L'éditeur, sur la 4è de couverture, nous renseigne sur la portée du titre : Presque l'oubli : "Jean Maison propose dans ce recueil de poèmes une méditation sur le thème - paradoxal - de l'oubli. Pourquoi paradoxal ? Parce que dans l'oubli, ce qui n'est plus là demeure pourtant. La parole garde ce qui se donne dans l'absence. Presque l'oubli, parce qu'entre l'au-delà de l'horizon et ce dernier moment de la visibilité des choses, la poésie se tient là, dans le lieu liminal qui "permet de discerner l'espérance élective de toute vie. Etre libre !"

L'important, peut-être, dans ce titre, est contenu dans le mot presque, mot sans doute le plus beau de la langue française en ce sens qu'il conjure toute défaite, qu'il maintient chaque parole hermétiquement fermée dans la possibilité voire l'espérance de son embrasure. Presque mort n'est pas mort ; presque fini n'est pas la fin ; presque l'oubli, c'est la puissance de la mémoire jamais abolie dans toutes les perspectives dans lesquelles l'imaginaire actif peut l'envisager.

*

La caractéristique de ce recueil est qu'il est tissé par des poèmes extrêmement courts. Une densité accouplée à une brièveté formant des flèches ou des éclairs. Si ces éclairs ont la capacité de foudroyer, alors ce sont les images convenues qu'ils embrasent et calcinent afin que s'établisse dans l'esprit du lecteur, et donc, peu à peu, mais puissamment, dans l'esprit du monde, un ensemencement d'images renouvelant la vie de l'esprit.

Ces flèches, ces éclairs, sont pour la plupart une charge d'énigme qu'il convient à l'appétence du lecteur d'interroger. La méditation de Jean Maison appelle la méditation de celui qui lit. On dirait un jeu de carte étalé sous nos yeux - un tarot - dont il faudrait lire les images en les circonstances qui sont les nôtres aujourd'hui, celles du commun des hommes empêtrés dans la production d'abondance et la pauvreté d'humanité.

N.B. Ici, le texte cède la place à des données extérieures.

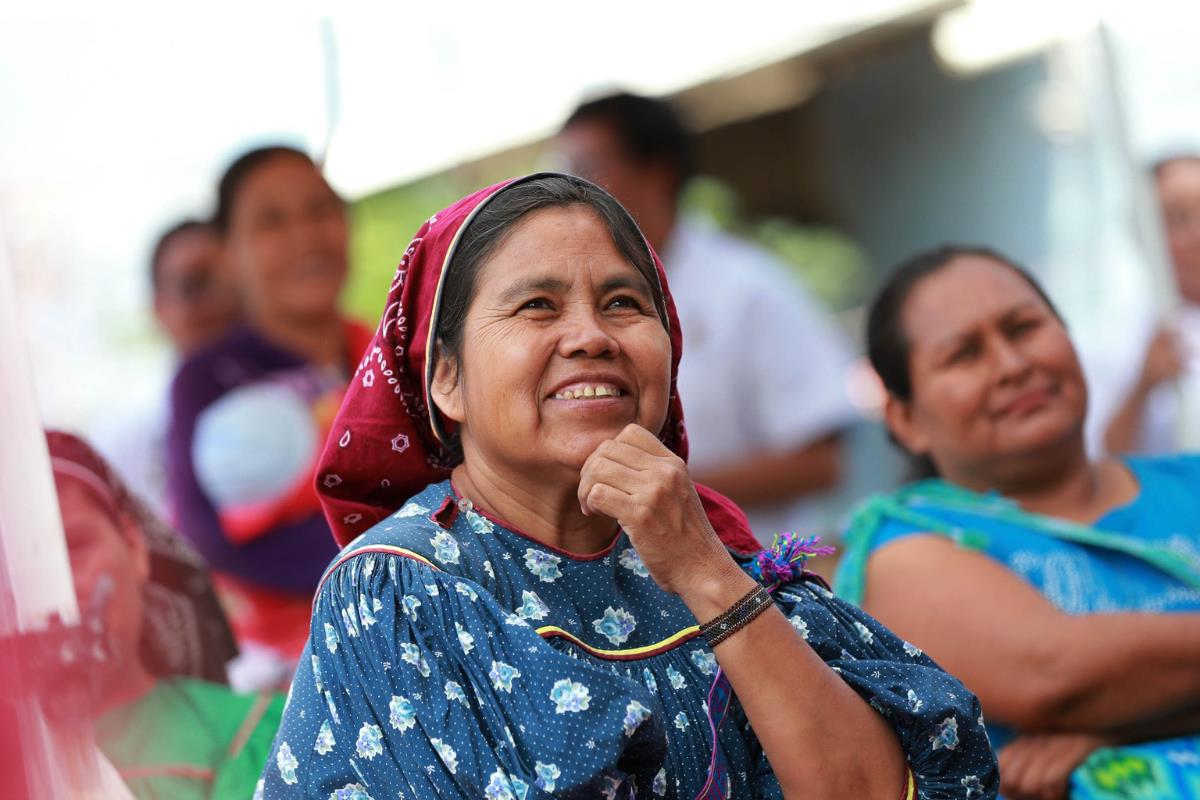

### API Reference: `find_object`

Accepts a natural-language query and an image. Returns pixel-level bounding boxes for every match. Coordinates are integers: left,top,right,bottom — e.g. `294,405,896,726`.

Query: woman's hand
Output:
578,425,740,594
998,733,1108,800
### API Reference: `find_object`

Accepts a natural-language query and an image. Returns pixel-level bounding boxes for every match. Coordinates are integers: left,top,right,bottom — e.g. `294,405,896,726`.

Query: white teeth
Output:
554,385,620,399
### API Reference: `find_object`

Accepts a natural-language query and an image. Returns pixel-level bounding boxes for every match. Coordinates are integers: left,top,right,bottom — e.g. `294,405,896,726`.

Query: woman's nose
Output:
559,308,620,359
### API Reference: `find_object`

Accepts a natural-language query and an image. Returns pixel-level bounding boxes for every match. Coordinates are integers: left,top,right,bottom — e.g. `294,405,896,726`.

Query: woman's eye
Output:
608,295,642,311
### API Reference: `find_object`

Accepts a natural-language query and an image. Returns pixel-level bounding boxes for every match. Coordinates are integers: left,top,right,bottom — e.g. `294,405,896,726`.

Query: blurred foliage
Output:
342,169,871,323
680,175,872,311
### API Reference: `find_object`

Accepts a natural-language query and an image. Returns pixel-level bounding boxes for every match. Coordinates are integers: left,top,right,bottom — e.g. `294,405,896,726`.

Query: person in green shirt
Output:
47,432,284,800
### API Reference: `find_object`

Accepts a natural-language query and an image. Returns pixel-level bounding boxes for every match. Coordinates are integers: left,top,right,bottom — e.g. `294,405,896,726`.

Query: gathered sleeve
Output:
757,582,1000,800
260,553,666,800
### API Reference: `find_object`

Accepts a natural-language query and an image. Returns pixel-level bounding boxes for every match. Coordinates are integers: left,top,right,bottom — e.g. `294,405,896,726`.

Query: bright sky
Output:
0,0,1200,431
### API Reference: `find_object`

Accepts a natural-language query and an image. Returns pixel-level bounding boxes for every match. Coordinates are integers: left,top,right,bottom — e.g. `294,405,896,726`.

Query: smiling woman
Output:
168,146,370,688
836,247,1200,800
262,174,996,800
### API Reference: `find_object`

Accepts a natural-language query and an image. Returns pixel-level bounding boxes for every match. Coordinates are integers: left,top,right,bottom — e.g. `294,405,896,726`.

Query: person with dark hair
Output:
1104,155,1200,455
834,247,1200,800
253,174,996,800
94,219,239,516
44,432,283,800
150,219,238,357
556,94,857,542
168,146,371,688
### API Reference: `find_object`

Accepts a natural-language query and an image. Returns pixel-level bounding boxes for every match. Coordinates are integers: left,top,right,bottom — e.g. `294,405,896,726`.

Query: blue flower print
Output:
517,589,550,620
484,766,516,800
400,595,421,619
430,739,458,775
592,606,637,644
526,547,563,583
550,678,592,714
487,661,521,693
359,594,383,630
275,741,300,786
354,722,383,760
430,530,458,564
533,762,563,792
400,642,430,678
342,603,359,638
929,717,959,750
691,650,716,675
445,680,470,708
624,700,650,736
454,622,475,654
467,511,496,536
325,690,342,724
617,547,650,578
388,694,416,732
391,503,430,519
329,783,373,800
312,656,325,692
312,720,337,756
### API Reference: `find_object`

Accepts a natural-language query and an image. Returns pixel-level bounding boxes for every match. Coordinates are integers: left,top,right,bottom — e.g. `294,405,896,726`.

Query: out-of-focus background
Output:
0,0,1200,441
7,0,1200,796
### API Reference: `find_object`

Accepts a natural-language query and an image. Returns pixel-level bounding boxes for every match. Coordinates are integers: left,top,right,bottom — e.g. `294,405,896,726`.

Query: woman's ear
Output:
430,345,467,423
883,392,929,456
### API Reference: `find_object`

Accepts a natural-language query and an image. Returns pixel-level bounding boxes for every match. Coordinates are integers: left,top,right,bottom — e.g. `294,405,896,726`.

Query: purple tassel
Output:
750,531,834,587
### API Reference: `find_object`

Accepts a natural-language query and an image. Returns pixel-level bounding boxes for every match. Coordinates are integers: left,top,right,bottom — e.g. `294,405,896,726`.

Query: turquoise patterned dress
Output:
835,456,1200,800
259,481,997,800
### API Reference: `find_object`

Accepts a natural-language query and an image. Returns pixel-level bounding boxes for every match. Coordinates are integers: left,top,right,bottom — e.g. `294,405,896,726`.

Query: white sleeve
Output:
742,267,858,451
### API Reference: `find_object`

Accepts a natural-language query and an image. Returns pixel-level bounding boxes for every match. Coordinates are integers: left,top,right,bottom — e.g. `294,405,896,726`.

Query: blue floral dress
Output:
258,481,997,800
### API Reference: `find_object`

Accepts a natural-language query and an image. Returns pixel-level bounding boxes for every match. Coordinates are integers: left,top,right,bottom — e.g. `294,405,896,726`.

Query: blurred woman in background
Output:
47,432,283,800
168,146,370,687
835,248,1200,800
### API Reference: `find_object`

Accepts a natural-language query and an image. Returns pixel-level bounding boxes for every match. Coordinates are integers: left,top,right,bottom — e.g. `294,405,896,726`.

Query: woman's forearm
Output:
683,570,906,800
1032,613,1200,733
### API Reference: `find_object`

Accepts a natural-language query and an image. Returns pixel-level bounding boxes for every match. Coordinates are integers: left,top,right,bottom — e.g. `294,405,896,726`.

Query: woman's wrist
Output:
679,552,757,622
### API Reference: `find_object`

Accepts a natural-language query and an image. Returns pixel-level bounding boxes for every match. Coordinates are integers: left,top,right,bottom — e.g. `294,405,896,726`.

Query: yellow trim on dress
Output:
536,625,700,658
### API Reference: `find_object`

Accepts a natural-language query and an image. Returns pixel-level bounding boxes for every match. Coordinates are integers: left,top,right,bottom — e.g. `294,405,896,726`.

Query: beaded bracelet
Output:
700,584,775,648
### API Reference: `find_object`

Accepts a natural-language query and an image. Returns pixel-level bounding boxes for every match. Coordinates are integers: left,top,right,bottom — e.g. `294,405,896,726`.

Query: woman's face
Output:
55,475,150,690
226,155,348,320
433,206,671,480
887,255,1087,480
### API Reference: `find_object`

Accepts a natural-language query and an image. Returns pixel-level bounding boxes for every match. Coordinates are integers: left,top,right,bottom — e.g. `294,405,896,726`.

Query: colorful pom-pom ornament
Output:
750,531,834,587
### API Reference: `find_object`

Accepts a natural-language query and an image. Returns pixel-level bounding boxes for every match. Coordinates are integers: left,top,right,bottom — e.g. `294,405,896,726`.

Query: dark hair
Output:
150,219,216,294
212,144,317,235
866,245,1062,477
433,174,668,459
563,92,695,191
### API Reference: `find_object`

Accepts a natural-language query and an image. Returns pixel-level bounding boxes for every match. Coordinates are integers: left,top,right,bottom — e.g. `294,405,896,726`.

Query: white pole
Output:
0,230,101,799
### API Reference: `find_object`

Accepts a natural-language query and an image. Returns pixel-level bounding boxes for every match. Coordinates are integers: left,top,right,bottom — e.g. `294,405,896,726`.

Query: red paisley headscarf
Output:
317,173,760,552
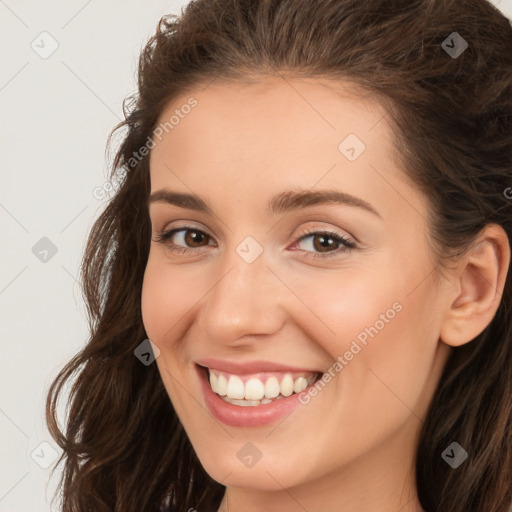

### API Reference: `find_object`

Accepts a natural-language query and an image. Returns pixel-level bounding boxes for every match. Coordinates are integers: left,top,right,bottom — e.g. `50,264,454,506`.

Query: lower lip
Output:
196,365,314,427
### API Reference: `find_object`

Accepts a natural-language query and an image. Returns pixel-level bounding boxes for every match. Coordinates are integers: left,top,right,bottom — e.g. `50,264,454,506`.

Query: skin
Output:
142,77,510,512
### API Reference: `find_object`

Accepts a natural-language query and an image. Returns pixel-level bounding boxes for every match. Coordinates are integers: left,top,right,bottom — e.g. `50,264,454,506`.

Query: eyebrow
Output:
149,189,382,218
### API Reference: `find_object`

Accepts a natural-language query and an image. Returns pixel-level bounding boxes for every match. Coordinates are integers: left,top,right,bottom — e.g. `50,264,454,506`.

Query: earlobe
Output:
440,224,510,347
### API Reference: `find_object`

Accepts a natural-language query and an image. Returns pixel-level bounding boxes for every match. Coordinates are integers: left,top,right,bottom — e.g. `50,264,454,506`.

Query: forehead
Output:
146,78,422,222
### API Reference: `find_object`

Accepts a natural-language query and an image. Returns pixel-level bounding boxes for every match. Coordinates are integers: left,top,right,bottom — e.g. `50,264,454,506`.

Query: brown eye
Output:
155,227,211,252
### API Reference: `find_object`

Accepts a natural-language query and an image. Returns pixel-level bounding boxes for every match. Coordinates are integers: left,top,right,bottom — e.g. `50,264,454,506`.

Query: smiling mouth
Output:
202,367,322,407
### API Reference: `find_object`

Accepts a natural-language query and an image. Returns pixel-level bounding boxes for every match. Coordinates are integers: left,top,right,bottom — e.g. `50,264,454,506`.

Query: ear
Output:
440,224,510,347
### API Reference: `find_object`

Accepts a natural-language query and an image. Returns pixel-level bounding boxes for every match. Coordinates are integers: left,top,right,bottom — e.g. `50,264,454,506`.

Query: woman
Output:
47,0,512,512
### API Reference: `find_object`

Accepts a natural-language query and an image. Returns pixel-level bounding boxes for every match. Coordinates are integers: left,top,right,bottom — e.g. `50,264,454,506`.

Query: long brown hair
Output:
46,0,512,512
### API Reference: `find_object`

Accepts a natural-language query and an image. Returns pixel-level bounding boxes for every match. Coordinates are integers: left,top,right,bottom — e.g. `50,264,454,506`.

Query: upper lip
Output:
195,358,320,375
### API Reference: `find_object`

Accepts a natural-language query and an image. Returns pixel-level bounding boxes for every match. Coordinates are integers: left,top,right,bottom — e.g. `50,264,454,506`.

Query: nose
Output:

Ils demandent, ces poèmes, un effort, mais leur beauté première intrinsèque fait rayonner une splendeur qui est une invite à les caresser dans le sens, dans le sens du quoi ?, dans le sens du sens pour qu'en surgisse le pouvoir fécondant l'accroissement de conscience.

*

L'oubli, c'est celui planant d'abord sur les "héritiers du chagrin des épierreurs", sur les "trimards", eux à qui sont dédiés ces poèmes, oubli promis à la même "tombe", "parmi les forçats des Indes noires".

Ceux qui triment n'attendent ni remerciements ni d'autres considérations que celle de la plénitude du travail accompli, de l'aise du labeur ordonnateur. L'oubli, ici, plane sur les hommes de bonne volonté, le taiseux ayant cure d'aller jusqu'au terme de la condition d'être homme "sans abandonner la tâche".

Et les éclairs se succèdent, au rythme du pas d'un homme, relié à la terre, méditant tout ce qui lui est donné de vivre :

 

La ville rassemble ses journées
À la rencontre d'un songe d'architecte

*

La pluie éclaire le firmament
Prend le même chemin
Que le cénacle des blés

 

Et parfois, de ci de là, la voix du poète, chose inhabituelle chez Jean Maison, se teinte d'une fermeté que l'élégance empêche de voisiner avec la diatribe :

 

Le manœuvre connaît
La rébellion de l'âme
Depuis la terre cuite
La fin des classes
Le jugement des cuistres
Où fut réprimé pour lui
Tout accès au progrès

 

La première partie, donnant son nom au recueil, s'adresse aux travailleurs à travers l'emblème du manœuvre (contremaître, ouvrier, paysans, maçon, paveurs, faucheurs). Manœuvre : entendons le sens étymologique du mot...

Les 13 poèmes de la deuxième partie envisagent l'invisible. Il y est question de prière, de ciel accordé au verbe, du cœur accordé au poème, de l'âme. Et soudain se présente, sublime, le poème de la page 47, que nous ne dévoilerons pas pour ne rien déflorer. L'avions-nous vu venir, l'avions-nous pressenti, préparé par ces éclats de parole, ce poème ailé de la page 47 ? Nous l'espérions seulement, et il s'est incarné sous nous yeux. Le poète, lui, en chaman orchestrant son œuvre d'une main sûre,  sait qu'il a préparé le terrain afin que nous transperce, tranquillement, la paix resplendissante de ce qu'il a à nous révéler.

Les eaux, après, ne seront plus les mêmes. À travers le voyage, la parole s'ancre en nous et rien n'arrêtera plus son travail, son influence, dans nos vies.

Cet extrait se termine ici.